The original recipe was in a Cooking Light magazine. It is super fresh and full of flavor and there are never any leftovers. As I progress in this process I will try to take and post some photos but for now the words will have to do.

Malaysian Chicken Pizza

  • 3/4 cup rice vinegar
  • 1/4 cup firmly packed brown sugar
  • 1/4 cup low-sodium soy sauce
  • 3 tablespoons water
  • 1 tablespoon minced peeled fresh ginger or 1/8 teaspoon ground ginger (1/4 teaspoon if you like things spicy)
  • 2 tablespoons peanut butter (creamy or chunky works fine - the chunky adds a nice texture)
  • up to 3/4 teaspoon crushed red pepper, depending on how hot you like your food
  • 4 garlic cloves, minced
  • a dash of olive oil
  • 1/2 pound boneless chicken breasts, cut into bite-sized pieces (rotisserie chicken works great in a pinch)
  • at least 1/2 cup (2 ounces) shredded reduced-fat, reduced-sodium Swiss cheese*
  • 1/4 cup (1 ounce) shredded part-skim mozzarella cheese*
  • 1 pizza crust
  • 1/4 cup chopped green onions
* I am pretty liberal with the cheese because we like cheesy pizza
Prepare oven and crust per package directions.

Combine first 8 ingredients in a bowl; stir well with a whisk.

Heat a nonstick skillet coated with cooking spray over medium heat. Add chicken, and sauté 2 minutes. Remove chicken from pan.

Pour rice vinegar mixture into pan, and bring to a boil over medium-high heat. Cook mixture 6 minutes or until slightly thickened. Return chicken to pan; cook 1 minute or until chicken is done. (Mixture will be consistency of thick syrup.)

Sprinkle cheeses over prepared crust, leaving a 1/2-inch border, and top with chicken mixture.

Bake on bottom rack in oven per the crust instructions. Sprinkle with green onions.

Place pizza on a cutting board; let stand 5 minutes then cut and serve.

We like to have it with a green salad with sesame ginger dressing.

Sunday, February 20, 2011

Here we go...

As one of my new year inspirations - hate the idea of resolutions - I decided to start a blog about cooking and my adventures in eating. I love food, a littel too much some times I suppose but good food falls in the category of "life is too short to miss this".

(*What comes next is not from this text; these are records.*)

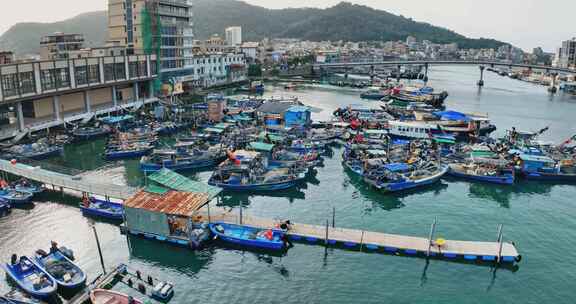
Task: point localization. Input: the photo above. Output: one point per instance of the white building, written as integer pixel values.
(234, 36)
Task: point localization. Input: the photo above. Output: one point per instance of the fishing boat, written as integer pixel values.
(34, 280)
(249, 171)
(37, 151)
(86, 133)
(545, 168)
(396, 177)
(4, 207)
(103, 296)
(102, 209)
(488, 171)
(246, 236)
(61, 269)
(185, 156)
(15, 197)
(24, 185)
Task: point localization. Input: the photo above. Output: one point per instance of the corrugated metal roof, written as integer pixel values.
(172, 202)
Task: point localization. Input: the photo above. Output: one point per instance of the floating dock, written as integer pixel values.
(387, 243)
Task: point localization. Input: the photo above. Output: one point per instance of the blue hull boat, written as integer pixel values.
(31, 277)
(61, 269)
(103, 209)
(115, 155)
(409, 184)
(507, 179)
(180, 166)
(15, 197)
(246, 236)
(256, 187)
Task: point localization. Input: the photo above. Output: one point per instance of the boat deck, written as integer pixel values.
(389, 243)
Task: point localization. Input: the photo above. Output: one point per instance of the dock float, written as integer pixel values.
(387, 243)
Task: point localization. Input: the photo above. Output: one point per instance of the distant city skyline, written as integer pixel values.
(523, 23)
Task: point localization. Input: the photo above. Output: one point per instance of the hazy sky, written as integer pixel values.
(524, 23)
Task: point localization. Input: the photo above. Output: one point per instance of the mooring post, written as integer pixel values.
(240, 203)
(499, 257)
(99, 249)
(326, 237)
(333, 217)
(431, 235)
(481, 81)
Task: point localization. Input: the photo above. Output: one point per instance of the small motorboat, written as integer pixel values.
(163, 291)
(103, 296)
(34, 280)
(103, 209)
(249, 236)
(61, 269)
(15, 197)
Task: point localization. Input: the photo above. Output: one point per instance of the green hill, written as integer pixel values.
(344, 21)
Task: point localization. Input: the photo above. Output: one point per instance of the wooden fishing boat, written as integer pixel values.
(184, 157)
(15, 197)
(86, 133)
(102, 209)
(103, 296)
(398, 177)
(246, 236)
(34, 280)
(476, 172)
(61, 269)
(248, 171)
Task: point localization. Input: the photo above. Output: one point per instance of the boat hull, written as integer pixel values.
(238, 233)
(501, 180)
(18, 276)
(58, 257)
(114, 211)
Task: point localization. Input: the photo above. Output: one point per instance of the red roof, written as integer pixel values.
(171, 202)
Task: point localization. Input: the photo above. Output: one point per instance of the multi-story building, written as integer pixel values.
(165, 28)
(161, 27)
(61, 46)
(6, 57)
(567, 54)
(234, 35)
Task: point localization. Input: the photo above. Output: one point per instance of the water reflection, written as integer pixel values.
(181, 259)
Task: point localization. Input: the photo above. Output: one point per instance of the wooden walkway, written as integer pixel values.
(81, 184)
(389, 243)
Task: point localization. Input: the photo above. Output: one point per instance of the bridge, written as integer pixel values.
(426, 63)
(443, 62)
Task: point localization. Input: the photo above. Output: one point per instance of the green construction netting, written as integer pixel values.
(175, 181)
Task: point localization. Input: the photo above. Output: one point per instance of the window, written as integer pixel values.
(9, 85)
(120, 71)
(27, 83)
(93, 74)
(109, 72)
(62, 77)
(81, 75)
(48, 79)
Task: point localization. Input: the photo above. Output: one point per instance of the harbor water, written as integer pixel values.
(538, 217)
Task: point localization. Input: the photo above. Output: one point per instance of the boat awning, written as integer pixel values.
(396, 167)
(260, 146)
(171, 202)
(376, 152)
(175, 181)
(536, 158)
(214, 130)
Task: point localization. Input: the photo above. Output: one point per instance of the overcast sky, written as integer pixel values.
(524, 23)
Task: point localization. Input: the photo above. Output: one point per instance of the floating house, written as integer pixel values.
(167, 210)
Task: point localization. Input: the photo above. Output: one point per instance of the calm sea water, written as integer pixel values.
(537, 217)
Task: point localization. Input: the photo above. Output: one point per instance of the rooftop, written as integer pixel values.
(171, 202)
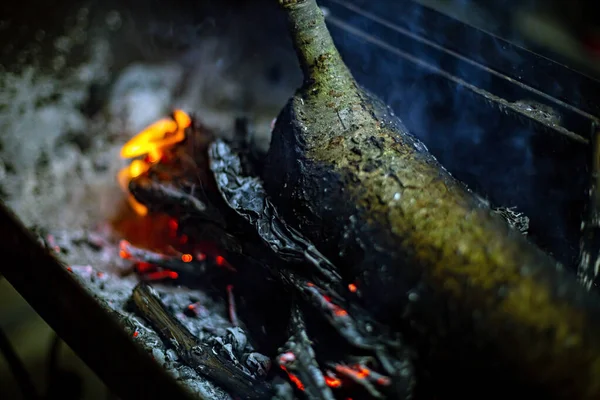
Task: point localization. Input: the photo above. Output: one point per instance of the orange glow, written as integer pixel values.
(340, 312)
(358, 371)
(333, 382)
(151, 138)
(150, 143)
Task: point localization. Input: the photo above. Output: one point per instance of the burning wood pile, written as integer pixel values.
(351, 253)
(345, 263)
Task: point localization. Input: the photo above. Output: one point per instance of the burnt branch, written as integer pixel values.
(589, 252)
(307, 272)
(298, 359)
(202, 357)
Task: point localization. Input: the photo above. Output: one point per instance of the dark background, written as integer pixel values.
(509, 162)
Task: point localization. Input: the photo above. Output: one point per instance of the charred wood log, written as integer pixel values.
(430, 256)
(589, 253)
(202, 357)
(297, 358)
(311, 276)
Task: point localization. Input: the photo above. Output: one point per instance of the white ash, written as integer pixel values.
(59, 160)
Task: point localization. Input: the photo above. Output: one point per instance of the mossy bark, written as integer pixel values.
(427, 253)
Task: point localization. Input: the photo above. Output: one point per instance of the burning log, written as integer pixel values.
(202, 357)
(589, 260)
(430, 257)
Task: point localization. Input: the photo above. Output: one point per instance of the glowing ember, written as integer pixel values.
(333, 382)
(150, 144)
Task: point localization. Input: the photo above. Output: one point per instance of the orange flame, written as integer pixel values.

So to begin with let's start with the disclaimer: I am not a chef, caterer or any other sort of expert in the food industry. In my previous life I was a creative services director (translation = I managed creative folks) until I married in my late 30s and quickly started a family. I am now working on my second career as a stay at home mom to two wonderful heathens and food experimenter. Over the last few years my interest in cooking has grown exponentially and I now look for any opportunity to try a new recipe. I find cooking to be very relaxing and my husband is by and large, a willing victim of my culinary experiments. I am a recipe kind of gal and will not usually go off-road until I have made something several times and feel confident that I have the taste and texture correct. I often post dishes and dinner menus of facebook and have friends ask for the recipe so I thought this would get me one step closer to doing that, rather than sending out individual emails.

As to the name of my blog, no I am not trying to set back the rights of women a generation - one of my favorite authors is Ina Garten, The Barefoot Contessa, and I take much of my inspiration from her. That and I hate shoes and socks so in reality you will usually find me cooking either with bare feet or in flops. My other half has suggested that I do a Julie and Julia and cook my way through all the BC cooksbooks but as much as I love them, there are just too many good recipes out there to just stick with her, but you will find I often use Ms. Garten's recipes as the cornerstone of a menu.